Jamie Wong

Personal information
- Born: 3 November 1995 (age 30) Vancouver, Canada

Sport
- Sport: Field hockey
- Position: Defender/Midfielder

Senior career
- Years: Team / Caps / Goals
- 2012–2014: Gordonians / - / -
- 2014–2017: Edinburgh Univ / - / -
- 2017–2018: Qui Vive / - / -
- 2018–2019: HC Klein Zwitserland / - / -

National team
- Years: Team / Caps / Goals
- 2015–2019: Scotland / 36 / -

Medal record
Representing Scotland
European Championship II
| Gold medal – first place | 2017 Glasgow | Team |

= Jamie Wong (field hockey) =

Scottish field hockey player

Jamie Wong (born 3 November 1995) is a Scottish field hockey player who has represented Scotland at the 2018 Commonwealth Games.

== Biography ==
Wong was born in Vancouver, Canada, and was educated at Compton Primary and Robert Gordon's College. He studied Chemical Engineering at the University of Edinburgh and Sustainable Development at the Delft University of Technology.

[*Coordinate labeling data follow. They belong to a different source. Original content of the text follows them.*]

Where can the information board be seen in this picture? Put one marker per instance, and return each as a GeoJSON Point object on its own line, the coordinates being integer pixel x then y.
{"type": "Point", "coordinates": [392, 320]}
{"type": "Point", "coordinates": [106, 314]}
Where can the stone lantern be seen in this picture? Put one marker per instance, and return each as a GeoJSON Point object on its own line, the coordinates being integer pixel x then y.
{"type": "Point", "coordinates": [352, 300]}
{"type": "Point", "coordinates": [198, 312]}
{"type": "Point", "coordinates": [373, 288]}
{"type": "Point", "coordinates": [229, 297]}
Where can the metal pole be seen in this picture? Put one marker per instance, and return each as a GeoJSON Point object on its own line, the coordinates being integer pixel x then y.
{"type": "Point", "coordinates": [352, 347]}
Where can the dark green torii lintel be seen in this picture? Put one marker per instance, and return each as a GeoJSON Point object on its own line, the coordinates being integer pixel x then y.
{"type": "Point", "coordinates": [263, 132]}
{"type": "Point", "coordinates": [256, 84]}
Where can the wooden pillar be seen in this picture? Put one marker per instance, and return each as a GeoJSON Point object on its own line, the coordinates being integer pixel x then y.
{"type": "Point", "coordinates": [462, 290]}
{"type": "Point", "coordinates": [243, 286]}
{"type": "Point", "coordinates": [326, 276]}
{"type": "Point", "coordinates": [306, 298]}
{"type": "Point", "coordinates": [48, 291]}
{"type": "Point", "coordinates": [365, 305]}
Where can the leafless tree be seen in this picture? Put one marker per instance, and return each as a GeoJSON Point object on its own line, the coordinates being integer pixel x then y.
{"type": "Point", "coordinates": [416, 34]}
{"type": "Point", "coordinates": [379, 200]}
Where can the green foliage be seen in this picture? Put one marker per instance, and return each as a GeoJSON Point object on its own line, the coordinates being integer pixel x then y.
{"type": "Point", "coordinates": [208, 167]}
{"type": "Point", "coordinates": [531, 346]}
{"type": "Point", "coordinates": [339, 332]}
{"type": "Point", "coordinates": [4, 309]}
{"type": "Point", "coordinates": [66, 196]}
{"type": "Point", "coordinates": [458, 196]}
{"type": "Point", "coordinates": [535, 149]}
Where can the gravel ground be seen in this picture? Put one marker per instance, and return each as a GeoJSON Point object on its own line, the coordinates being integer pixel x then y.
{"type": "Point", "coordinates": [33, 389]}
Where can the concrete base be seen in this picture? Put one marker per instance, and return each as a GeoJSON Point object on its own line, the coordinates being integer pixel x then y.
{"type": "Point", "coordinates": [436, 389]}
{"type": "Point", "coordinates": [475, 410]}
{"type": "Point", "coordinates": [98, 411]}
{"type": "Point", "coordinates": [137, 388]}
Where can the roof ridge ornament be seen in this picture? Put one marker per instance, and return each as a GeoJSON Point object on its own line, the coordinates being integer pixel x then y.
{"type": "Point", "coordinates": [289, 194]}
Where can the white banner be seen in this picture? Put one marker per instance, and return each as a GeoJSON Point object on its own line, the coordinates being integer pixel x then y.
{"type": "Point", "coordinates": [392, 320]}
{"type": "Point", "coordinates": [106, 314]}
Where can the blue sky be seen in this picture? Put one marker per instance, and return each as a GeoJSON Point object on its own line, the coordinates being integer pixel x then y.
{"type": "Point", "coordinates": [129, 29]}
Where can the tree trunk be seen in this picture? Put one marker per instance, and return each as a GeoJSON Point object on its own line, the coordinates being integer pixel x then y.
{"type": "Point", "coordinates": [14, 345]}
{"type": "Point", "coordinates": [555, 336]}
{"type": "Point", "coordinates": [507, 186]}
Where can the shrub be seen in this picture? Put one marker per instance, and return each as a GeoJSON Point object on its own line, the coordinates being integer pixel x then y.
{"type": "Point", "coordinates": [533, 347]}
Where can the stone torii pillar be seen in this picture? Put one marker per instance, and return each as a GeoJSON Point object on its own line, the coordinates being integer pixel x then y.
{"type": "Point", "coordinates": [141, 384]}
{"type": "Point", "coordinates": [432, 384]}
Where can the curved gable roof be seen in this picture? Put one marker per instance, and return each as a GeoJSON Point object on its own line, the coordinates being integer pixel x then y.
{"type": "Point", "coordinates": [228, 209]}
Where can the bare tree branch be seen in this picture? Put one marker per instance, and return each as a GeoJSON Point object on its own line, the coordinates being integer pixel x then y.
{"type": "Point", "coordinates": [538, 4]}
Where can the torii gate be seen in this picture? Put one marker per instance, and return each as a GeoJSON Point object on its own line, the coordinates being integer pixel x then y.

Wong played club hockey for Gordonians Hockey Club in the Scottish Hockey Premiership before going to university. While at University he played for Edinburgh University Hockey Club and won a gold medal with Scotland at the 2017 Men's EuroHockey Championship II in Glasgow.

He then moved to study in the Netherlands, living in Amsterdam and playing hockey for the Qui Vive Hockey Club and then HC Klein Zwitserland.

He participated in the Commonwealth Games hockey tournament at the 2018 Commonwealth Games in Gold Coast, Australia.